Health care providers may be in a stronger position than other industries to respond to this wider-angle view, given that it is usually structural issues, rather than the opportunity to dominate a market, that prompts a health care merger in the first place.

If the reality is that rural patients are already traveling to get specialty care at better-equipped urban facilities, an urban-rural hospital system merger that provides needed financial stability to the rural partner and keeps its doors open to serve patients is fundamentally pro-competitive and in the interest of the people in those communities.

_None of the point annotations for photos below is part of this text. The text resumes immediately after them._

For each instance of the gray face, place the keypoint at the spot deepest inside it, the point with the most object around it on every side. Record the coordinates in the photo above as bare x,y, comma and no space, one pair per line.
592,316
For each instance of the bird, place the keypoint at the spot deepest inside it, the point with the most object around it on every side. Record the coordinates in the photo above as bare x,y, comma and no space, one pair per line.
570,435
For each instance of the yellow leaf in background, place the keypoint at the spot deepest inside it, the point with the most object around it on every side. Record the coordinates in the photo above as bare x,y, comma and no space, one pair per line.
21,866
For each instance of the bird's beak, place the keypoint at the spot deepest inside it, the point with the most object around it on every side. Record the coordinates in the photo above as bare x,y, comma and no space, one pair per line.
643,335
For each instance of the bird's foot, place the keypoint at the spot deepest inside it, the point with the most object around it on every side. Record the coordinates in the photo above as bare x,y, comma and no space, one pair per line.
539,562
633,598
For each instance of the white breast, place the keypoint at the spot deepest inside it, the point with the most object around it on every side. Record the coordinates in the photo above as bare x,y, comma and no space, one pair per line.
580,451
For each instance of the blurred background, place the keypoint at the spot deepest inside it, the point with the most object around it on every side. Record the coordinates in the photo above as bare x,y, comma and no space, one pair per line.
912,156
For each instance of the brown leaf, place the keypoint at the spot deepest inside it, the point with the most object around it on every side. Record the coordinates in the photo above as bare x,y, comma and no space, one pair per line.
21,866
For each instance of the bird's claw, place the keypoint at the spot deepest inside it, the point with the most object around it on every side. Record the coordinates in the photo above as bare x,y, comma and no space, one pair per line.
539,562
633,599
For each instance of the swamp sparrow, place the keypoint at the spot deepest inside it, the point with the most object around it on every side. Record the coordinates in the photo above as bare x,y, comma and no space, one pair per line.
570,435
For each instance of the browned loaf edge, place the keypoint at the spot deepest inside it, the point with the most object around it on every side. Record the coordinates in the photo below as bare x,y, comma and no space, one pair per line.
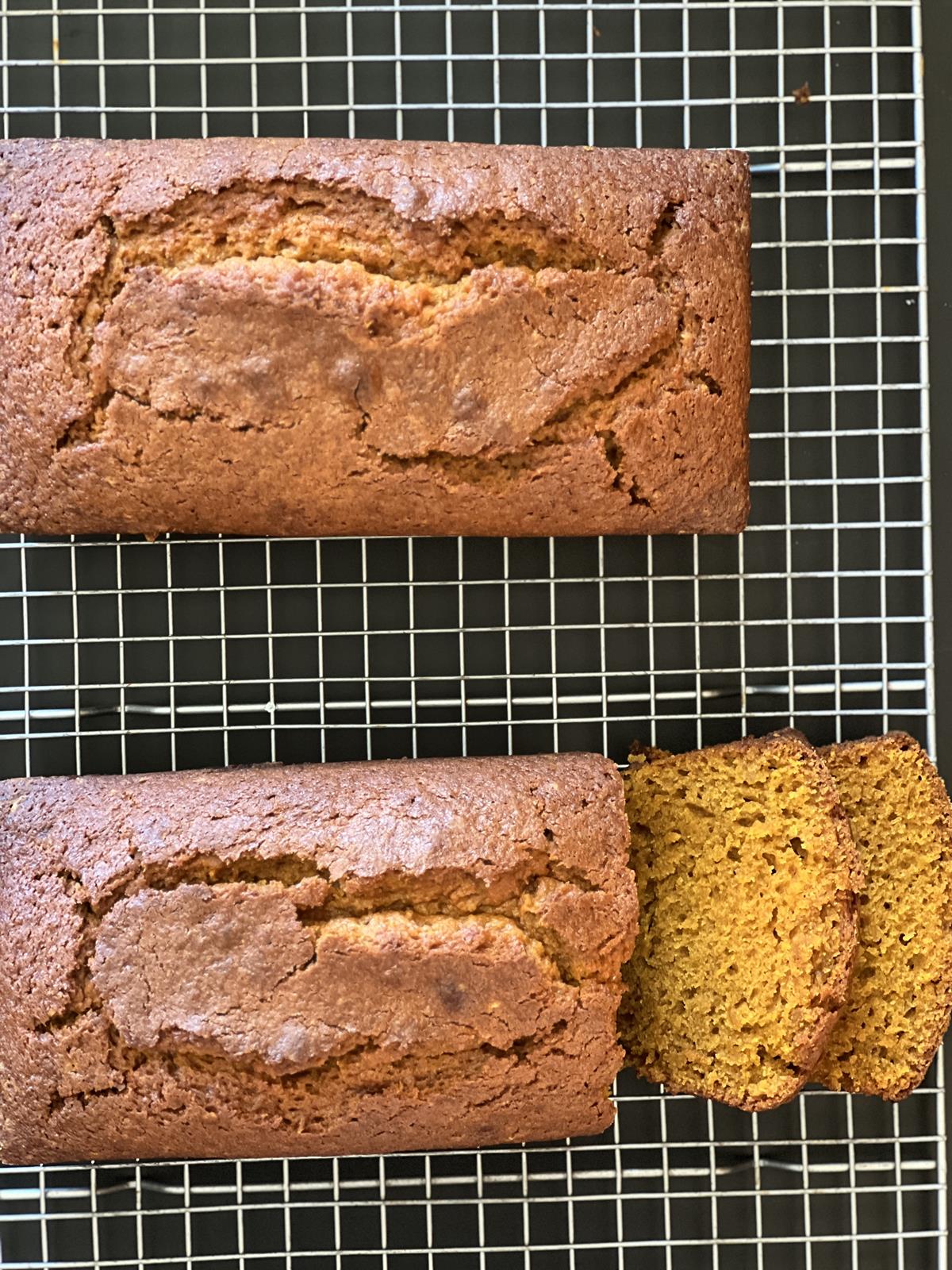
311,960
908,1060
835,991
336,337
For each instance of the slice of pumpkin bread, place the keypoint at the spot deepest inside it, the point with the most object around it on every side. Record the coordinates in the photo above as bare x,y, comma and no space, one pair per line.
900,996
748,884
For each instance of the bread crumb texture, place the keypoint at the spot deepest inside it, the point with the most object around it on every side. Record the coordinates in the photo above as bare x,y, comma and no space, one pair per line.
315,960
899,1000
336,337
748,888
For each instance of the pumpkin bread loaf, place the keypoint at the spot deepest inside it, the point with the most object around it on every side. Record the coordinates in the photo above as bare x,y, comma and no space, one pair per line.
748,886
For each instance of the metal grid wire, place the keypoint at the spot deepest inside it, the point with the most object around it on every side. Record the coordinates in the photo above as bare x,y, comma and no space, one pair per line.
122,656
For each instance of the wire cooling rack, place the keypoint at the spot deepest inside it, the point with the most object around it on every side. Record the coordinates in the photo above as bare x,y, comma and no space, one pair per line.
127,656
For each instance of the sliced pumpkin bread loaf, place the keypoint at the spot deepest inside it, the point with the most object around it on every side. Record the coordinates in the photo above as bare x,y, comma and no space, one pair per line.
900,996
748,886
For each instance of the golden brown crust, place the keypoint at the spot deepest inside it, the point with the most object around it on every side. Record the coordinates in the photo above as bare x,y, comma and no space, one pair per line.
311,960
372,338
819,1014
850,1060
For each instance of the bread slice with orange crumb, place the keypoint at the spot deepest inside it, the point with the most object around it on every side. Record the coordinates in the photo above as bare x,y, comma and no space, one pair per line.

That makes for a fairly compelling argument from a systems perspective.

But given the solidifying regulatory skepticism toward consolidation, general counsel should also consider how they might be able to achieve many of the same goals as a merger through different means, such as joint ventures, clinical integration agreements, and other types of collaborations.

These arrangements are generally not subject to anywhere near the level of scrutiny that full-on combinations receive, and yet can offer many of the same benefits in terms of shared resources, economies of scale, and expanded reach.

Managing Collaboration Risk

If collaboration brings less regulatory risk than consolidation, it can bring risk of another sort: that the two parties fail to achieve the strategic goals driving the partnership.

The greatest threat to informal partnerships is entropy and the loss of focus that comes in the face of the demands of day-to-day operations; the energy needed to maintain an unproductive partnership increases over time even as the expenditure of that energy becomes harder to justify.

By the same token, if both sides are providing patients with better care through increased or enhanced services, or attracting more patients to their core services, the necessary commitment is much easier to sustain.

There are several strategies health care entities can employ to help minimize that risk.

First, responsibility for the success of the venture should rest with a joint management team comprised of employees who are primarily dedicated to managing the joint venture; simply making the collaboration one more thing for a group of overworked, pandemic-exhausted managers to worry about is a recipe for failure. The management team should report directly to both boards, who should provide the collaboration with a recurring place on their agendas.

The agreement should reflect the business rationale driving the collaboration and align with the plans and frameworks used by both management teams. This means going beyond economic terms to anticipate operational issues that may arise as the partnership unfolds.

The agreement should also include benchmarks and incentives so that everyone is held accountable and has skin in the game. For example, a given increase in growth for either side could trigger bonus payments for the joint venture management team.

The term length of the agreement can seem like a relatively minor logistical detail, but it can play an outsized role in the venture's success. Too often, parties default to a short trial period such as a one-year term. But doing so undermines the partnership's chance of success; in practice, a year is often only enough time to form the necessary working relationships and to smooth out the mechanics of the collaboration.

A one-year term also sends an unavoidable, subconscious message from the start that the venture only warrants a temporary commitment. And precisely because a longer agreement represents a bigger commitment, it forces both the legal and management teams to think through in greater detail the mechanics and goals of the agreement, as well as the problems that might occur and how they will be handled.

Neither the Biden administration's increased scrutiny of consolidations nor the forces pushing health care providers to consolidate are likely to abate anytime soon. In this environment, when going it alone is no longer viable, and the ground beneath them shifts on a seemingly daily basis, health care providers will need to turn to new strategies to find stable footing.